Bobby Menges: Cancer-free, sound of limb, deeply changed
Bobby Menges was 5 years old the first time doctors diagnosed him with neuroblastoma, a rare and potentially lethal cancer. He was 9 the second time.
In between the cancer bouts, he broke a leg so badly that his femur stopped growing. Treatment involved re-breaking the leg and would not have been out of place in a medieval dungeon: "They stuck metal pins in the bones, and every day I'd turn the little knobs on the contraption to pull the bones apart a little bit," he recalled.
Menges, now 17, is cancer-free, sound of limb and deeply changed by what he went through.
"It changed my mentality," said Menges, one of Newsday's 12 Extraordinary Seniors. "I don't like to let days go by when I'm unproductive. I feel like I always have to be doing something because I understand that life is short and you have to use everything up."
Menges, of Garden City, joined the wrestling team in high school, started a rock band with friends, composed an experimental suite of songs based on the Iliad and raised money for medical research.
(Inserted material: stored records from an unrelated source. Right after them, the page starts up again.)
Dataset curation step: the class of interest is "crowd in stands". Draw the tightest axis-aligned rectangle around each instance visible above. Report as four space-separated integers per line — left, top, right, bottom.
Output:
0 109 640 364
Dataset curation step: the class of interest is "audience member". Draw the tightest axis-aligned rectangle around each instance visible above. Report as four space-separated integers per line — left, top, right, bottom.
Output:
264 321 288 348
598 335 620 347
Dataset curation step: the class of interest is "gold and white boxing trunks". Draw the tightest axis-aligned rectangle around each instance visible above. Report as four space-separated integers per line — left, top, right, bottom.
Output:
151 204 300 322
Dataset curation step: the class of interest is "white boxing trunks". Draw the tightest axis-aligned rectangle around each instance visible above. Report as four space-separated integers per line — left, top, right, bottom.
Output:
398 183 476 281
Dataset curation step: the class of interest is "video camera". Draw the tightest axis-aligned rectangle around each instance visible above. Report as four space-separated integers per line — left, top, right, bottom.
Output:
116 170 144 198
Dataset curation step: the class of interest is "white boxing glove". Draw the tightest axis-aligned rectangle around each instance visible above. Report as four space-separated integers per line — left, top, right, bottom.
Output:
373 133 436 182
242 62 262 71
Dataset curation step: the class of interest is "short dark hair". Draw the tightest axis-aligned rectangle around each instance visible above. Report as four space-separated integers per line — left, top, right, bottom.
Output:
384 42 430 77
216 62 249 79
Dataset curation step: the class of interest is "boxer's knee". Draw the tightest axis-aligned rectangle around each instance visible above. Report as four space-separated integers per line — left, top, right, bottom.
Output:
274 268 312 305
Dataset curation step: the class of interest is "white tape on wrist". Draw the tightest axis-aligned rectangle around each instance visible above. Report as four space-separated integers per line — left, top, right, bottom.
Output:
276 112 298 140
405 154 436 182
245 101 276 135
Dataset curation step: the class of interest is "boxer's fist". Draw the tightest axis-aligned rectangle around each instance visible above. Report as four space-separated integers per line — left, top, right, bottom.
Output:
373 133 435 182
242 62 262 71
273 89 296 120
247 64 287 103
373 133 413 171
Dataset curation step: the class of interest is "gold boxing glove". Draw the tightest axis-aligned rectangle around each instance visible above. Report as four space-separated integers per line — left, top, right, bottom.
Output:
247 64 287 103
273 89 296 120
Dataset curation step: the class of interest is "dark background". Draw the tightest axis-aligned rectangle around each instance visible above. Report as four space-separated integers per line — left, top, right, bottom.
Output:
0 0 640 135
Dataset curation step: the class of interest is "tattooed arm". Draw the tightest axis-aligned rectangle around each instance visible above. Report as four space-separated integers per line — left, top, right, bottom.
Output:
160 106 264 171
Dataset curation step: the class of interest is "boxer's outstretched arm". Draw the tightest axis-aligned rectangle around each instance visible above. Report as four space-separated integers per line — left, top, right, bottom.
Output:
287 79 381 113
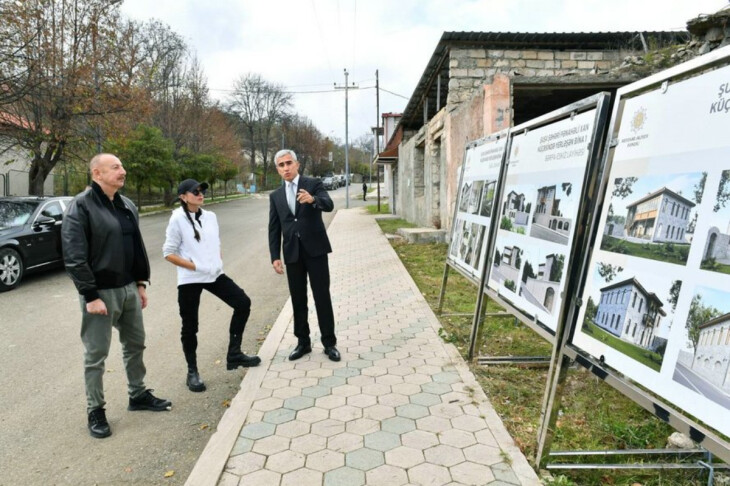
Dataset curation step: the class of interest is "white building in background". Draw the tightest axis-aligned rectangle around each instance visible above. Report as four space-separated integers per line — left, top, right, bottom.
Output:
520 255 560 313
691 313 730 391
594 278 667 349
625 187 695 243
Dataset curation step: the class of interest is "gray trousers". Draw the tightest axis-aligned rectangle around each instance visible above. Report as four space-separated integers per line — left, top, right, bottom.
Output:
80 282 147 413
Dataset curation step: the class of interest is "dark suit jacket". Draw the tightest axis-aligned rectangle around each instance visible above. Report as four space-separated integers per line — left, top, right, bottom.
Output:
269 175 334 263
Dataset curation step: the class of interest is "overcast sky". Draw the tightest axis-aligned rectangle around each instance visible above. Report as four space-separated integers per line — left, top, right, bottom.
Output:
121 0 728 147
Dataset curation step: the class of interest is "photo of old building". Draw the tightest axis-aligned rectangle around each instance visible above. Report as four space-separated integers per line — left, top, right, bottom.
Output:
530 184 573 245
624 187 695 243
520 254 565 314
594 278 667 350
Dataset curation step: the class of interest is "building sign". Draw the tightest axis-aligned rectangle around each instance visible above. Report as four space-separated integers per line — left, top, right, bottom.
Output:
572 60 730 435
488 109 596 333
448 136 507 281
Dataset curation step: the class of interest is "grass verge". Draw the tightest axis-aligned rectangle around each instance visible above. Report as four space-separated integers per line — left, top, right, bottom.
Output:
378 220 707 486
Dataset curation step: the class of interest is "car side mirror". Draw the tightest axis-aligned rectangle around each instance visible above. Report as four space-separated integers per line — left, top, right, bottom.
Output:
33 216 56 228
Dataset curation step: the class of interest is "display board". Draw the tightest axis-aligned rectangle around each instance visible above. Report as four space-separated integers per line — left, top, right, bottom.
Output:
572 49 730 436
488 99 608 334
447 135 508 282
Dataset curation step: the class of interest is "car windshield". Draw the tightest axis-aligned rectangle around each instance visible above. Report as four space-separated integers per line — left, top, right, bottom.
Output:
0 201 40 230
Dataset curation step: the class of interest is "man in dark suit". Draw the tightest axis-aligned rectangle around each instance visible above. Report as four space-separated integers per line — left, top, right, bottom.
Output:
269 150 340 361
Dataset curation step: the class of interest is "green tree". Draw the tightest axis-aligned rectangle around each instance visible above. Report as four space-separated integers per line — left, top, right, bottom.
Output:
611 177 638 199
111 125 179 206
548 255 565 282
685 294 722 367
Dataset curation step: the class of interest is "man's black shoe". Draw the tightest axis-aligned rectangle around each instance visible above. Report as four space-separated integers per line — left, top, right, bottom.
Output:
324 346 340 361
289 344 312 361
89 408 112 439
185 369 205 392
127 390 172 412
226 353 261 370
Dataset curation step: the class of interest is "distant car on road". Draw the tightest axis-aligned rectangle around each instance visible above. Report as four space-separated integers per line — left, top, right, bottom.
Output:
322 177 338 191
0 197 72 292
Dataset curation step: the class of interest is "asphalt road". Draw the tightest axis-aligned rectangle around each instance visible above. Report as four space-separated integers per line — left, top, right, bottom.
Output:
0 184 364 485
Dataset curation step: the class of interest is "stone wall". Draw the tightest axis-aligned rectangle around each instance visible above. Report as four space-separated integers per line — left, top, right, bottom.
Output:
447 48 628 108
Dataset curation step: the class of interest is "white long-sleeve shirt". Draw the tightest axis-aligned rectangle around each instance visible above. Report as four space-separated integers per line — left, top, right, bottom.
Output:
162 207 223 285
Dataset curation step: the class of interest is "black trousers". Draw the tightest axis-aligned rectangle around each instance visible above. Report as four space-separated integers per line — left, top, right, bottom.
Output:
286 245 337 347
177 274 251 365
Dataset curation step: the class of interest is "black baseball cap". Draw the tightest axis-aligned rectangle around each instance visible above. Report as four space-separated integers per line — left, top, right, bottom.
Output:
177 179 208 196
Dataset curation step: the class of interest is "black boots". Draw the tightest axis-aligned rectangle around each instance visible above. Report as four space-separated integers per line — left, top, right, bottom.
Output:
226 334 261 370
185 366 205 393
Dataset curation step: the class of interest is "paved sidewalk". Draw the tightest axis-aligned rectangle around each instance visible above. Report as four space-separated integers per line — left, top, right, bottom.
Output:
186 208 541 486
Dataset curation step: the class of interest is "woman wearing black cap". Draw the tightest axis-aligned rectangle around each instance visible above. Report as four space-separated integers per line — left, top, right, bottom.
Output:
162 179 261 392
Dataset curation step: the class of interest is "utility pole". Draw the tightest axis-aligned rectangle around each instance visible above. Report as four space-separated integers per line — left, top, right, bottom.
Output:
370 69 380 214
335 69 359 209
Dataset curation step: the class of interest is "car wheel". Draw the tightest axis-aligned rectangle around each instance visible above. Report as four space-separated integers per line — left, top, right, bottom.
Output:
0 248 24 291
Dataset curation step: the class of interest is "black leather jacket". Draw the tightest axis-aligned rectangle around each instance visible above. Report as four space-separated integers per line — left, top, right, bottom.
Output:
61 182 150 302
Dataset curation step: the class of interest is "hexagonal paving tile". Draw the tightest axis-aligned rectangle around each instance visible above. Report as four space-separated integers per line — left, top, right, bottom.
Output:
289 434 327 454
315 395 347 410
330 405 362 422
307 449 345 472
365 464 408 486
276 420 310 438
239 469 281 486
400 430 439 450
302 385 330 398
439 429 477 449
281 468 323 486
363 405 395 420
271 386 302 400
385 446 425 469
251 397 284 412
428 403 464 418
312 419 345 437
451 415 487 432
332 368 360 378
423 444 466 467
324 467 365 486
403 373 431 388
363 431 401 452
240 422 276 440
409 392 441 407
380 417 416 434
433 371 461 384
347 393 378 408
253 435 289 456
375 375 405 386
464 444 504 466
297 407 329 424
327 432 363 452
416 415 451 433
343 374 375 387
395 403 428 419
449 462 494 484
421 382 451 396
226 452 266 476
263 408 297 425
317 376 347 387
345 448 385 471
408 463 451 486
345 418 378 434
332 385 360 397
378 393 408 407
284 397 314 410
231 437 253 457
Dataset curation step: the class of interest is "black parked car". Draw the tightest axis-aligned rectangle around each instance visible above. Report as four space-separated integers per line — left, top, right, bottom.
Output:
0 197 72 292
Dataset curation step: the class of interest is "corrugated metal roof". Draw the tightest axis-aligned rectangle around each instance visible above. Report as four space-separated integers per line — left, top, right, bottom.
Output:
399 31 689 135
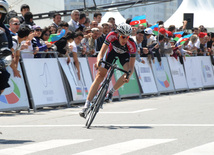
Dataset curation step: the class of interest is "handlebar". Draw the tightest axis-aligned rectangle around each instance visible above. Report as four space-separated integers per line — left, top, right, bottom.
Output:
98 59 131 79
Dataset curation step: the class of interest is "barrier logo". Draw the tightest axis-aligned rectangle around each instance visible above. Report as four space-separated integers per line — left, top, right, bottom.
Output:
155 61 170 88
0 79 21 104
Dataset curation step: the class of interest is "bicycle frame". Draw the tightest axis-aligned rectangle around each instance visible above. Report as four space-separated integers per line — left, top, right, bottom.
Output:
86 59 130 128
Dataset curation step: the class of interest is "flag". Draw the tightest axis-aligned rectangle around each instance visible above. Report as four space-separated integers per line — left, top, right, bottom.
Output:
48 29 65 44
173 31 184 41
179 34 193 45
130 15 147 27
150 24 159 36
76 86 82 95
84 87 88 95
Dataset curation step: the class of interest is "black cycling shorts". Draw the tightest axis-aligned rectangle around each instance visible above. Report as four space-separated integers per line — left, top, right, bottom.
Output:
103 50 130 70
0 70 10 90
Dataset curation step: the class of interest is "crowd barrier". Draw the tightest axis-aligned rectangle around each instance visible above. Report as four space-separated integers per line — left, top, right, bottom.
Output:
0 56 214 111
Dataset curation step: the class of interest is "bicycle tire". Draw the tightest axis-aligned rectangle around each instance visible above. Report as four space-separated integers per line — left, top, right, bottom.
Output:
86 85 108 129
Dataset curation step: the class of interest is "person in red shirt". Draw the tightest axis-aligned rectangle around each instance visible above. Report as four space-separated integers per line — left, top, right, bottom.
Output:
79 23 136 117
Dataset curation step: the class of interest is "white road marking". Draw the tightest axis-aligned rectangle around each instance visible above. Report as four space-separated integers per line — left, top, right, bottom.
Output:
175 142 214 155
72 139 176 155
0 139 91 155
0 123 214 128
99 109 157 114
69 108 157 114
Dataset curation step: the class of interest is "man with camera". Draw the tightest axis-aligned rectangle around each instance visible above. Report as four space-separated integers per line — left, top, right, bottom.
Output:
0 0 21 95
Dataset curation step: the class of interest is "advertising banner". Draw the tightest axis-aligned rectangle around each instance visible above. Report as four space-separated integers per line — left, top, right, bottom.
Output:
23 58 67 107
168 57 188 90
59 58 92 101
114 60 140 97
88 57 119 97
198 56 214 87
152 57 174 92
0 64 29 111
135 59 158 94
184 57 203 89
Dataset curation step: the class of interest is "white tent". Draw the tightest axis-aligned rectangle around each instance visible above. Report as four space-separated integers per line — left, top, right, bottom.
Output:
164 0 214 30
101 10 126 25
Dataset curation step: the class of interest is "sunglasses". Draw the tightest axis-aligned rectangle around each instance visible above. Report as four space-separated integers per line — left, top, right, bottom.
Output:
35 29 42 32
120 35 129 39
13 23 20 25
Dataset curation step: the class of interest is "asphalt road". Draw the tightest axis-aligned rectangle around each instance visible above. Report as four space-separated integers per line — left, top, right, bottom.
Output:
0 90 214 155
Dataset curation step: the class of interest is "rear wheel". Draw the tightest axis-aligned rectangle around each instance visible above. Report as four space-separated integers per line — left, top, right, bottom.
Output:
86 85 108 128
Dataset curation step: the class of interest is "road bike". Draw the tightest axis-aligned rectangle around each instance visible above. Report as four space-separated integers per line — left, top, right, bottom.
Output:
85 58 130 129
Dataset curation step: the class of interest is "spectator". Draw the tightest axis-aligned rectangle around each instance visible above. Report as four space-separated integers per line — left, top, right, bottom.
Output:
48 25 57 34
20 12 35 29
79 13 86 28
51 13 62 29
188 34 200 56
197 32 208 56
147 34 164 66
90 20 98 29
134 29 145 63
88 28 100 57
41 27 51 41
40 27 51 57
83 17 91 27
11 26 31 68
78 27 91 57
53 31 75 63
157 20 164 25
126 18 132 24
131 25 138 36
97 25 103 38
138 25 146 30
0 0 21 95
58 21 69 34
19 4 30 24
108 17 117 31
96 23 110 51
168 25 176 34
144 28 156 46
70 32 83 80
93 12 102 24
207 32 214 51
68 10 80 32
33 25 48 58
107 22 114 32
9 17 20 36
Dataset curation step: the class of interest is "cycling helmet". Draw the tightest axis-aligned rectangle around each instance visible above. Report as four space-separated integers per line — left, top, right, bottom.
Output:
0 0 9 22
0 0 9 14
117 23 132 36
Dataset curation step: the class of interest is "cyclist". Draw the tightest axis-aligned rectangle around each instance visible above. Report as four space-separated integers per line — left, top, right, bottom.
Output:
79 23 136 117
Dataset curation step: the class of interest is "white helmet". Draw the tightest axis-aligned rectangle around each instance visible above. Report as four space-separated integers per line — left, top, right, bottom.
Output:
117 23 132 36
0 0 9 14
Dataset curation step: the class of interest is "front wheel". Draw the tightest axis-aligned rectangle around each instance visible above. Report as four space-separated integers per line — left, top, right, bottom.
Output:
85 85 108 129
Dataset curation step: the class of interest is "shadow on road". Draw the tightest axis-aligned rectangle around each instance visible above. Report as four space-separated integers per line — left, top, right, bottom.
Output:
0 139 34 144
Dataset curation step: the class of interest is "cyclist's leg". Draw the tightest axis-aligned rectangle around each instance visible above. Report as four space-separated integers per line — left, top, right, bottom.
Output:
105 53 130 103
87 67 108 101
79 51 115 117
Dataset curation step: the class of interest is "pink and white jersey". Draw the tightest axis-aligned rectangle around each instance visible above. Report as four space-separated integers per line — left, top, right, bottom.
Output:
104 32 136 57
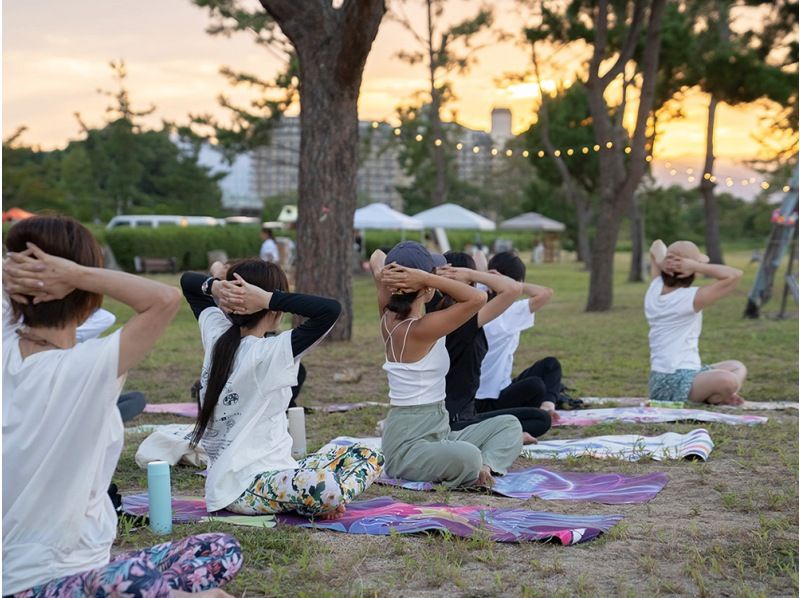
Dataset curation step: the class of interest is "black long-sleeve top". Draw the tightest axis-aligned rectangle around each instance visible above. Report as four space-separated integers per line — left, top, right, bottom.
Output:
181 272 342 357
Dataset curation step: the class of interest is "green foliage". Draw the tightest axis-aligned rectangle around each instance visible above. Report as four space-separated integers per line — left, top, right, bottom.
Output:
641 185 773 245
105 226 274 271
3 63 221 222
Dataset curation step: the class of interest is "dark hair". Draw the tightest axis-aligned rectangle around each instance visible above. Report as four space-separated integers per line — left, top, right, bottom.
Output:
661 270 694 287
191 259 289 446
386 291 419 320
444 251 475 270
489 251 525 282
6 216 103 328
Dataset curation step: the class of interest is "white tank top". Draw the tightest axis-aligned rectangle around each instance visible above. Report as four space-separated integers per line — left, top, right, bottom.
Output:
381 318 450 407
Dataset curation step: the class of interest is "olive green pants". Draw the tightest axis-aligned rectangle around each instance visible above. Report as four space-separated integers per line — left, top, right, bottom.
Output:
381 401 522 487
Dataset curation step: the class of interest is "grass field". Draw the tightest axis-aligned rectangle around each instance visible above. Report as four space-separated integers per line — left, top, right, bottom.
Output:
107 252 798 596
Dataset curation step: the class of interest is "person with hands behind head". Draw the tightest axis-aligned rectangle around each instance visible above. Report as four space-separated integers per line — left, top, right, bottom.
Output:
644 239 747 405
370 241 522 487
181 259 383 519
475 251 563 436
3 216 242 597
430 251 551 444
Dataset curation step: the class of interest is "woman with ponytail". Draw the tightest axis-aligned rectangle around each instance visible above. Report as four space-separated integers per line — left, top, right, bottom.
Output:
181 259 383 518
370 241 522 487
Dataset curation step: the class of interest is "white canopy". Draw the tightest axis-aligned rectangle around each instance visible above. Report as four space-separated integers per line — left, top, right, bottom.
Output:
414 203 495 230
500 212 567 232
353 203 424 230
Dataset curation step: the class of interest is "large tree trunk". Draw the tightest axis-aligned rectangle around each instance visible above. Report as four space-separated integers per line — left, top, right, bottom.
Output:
427 0 447 206
261 0 386 340
700 95 724 264
575 194 592 268
586 0 666 311
628 195 644 282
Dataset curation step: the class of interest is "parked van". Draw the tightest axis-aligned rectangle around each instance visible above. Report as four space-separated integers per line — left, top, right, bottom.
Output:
106 214 225 230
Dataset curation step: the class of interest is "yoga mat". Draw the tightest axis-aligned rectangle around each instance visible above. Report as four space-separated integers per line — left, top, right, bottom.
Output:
580 397 800 413
319 436 669 505
553 407 767 426
122 494 622 546
308 401 389 413
278 496 622 546
522 428 714 461
144 403 197 418
376 467 669 505
122 493 277 527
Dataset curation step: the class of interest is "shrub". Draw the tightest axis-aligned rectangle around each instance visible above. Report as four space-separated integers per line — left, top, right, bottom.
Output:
105 226 284 271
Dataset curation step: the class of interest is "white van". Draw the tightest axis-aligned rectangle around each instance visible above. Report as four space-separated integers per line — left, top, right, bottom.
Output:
106 214 225 230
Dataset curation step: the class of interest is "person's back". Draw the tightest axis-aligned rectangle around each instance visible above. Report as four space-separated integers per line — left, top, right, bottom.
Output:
3 312 124 593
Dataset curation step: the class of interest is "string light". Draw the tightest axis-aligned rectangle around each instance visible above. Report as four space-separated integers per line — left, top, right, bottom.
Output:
370 119 791 193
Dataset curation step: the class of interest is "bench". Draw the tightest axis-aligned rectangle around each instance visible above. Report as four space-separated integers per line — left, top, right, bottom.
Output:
133 255 178 274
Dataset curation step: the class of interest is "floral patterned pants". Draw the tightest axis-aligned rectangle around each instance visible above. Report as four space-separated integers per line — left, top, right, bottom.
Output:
226 444 383 517
14 534 242 598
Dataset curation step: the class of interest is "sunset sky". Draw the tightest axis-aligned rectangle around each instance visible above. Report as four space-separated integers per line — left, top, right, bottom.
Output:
3 0 788 168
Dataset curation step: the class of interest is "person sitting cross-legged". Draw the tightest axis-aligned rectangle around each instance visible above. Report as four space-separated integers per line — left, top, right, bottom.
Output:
644 240 747 405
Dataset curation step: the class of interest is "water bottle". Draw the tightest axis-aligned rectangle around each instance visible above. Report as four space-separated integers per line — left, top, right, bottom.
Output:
287 407 306 459
147 461 172 535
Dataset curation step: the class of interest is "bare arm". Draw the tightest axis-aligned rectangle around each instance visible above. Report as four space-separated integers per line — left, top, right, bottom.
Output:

Last year he raised $95,300 for the Leukemia and Lymphoma Society's Man and Woman of the Year Campaign, drawing on a sizable list of email contacts and an innovative twist: Every "ask," or donation request, encouraged the recipient to forward it to 10 more people.
"This year people are saying, 'I want to beat the kid,' " said Jennifer Taggart, the campaign's senior manager. "He set the bar so high."
Cancer is still with Menges, but in a good way. "It'll never leave my life and, really, I don't want it to . . ." he said. "I have an obligation to help the people that helped me when I was in treatment."
HIGHER ED: Menges will attend Duke University and hopes to major in music and math.
FRESHMAN FAST-FORWARD:
"Duke is a worldwide university with people from all around the world, different countries, parts of the nation, and it's going to be a great experience to learn from them."
WHAT MAKES YOU EXTRAORDINARY:
"I had a lot of rough things go on in my childhood . . . instead of wallowing in pity, I took those experiences and turned them into a positive."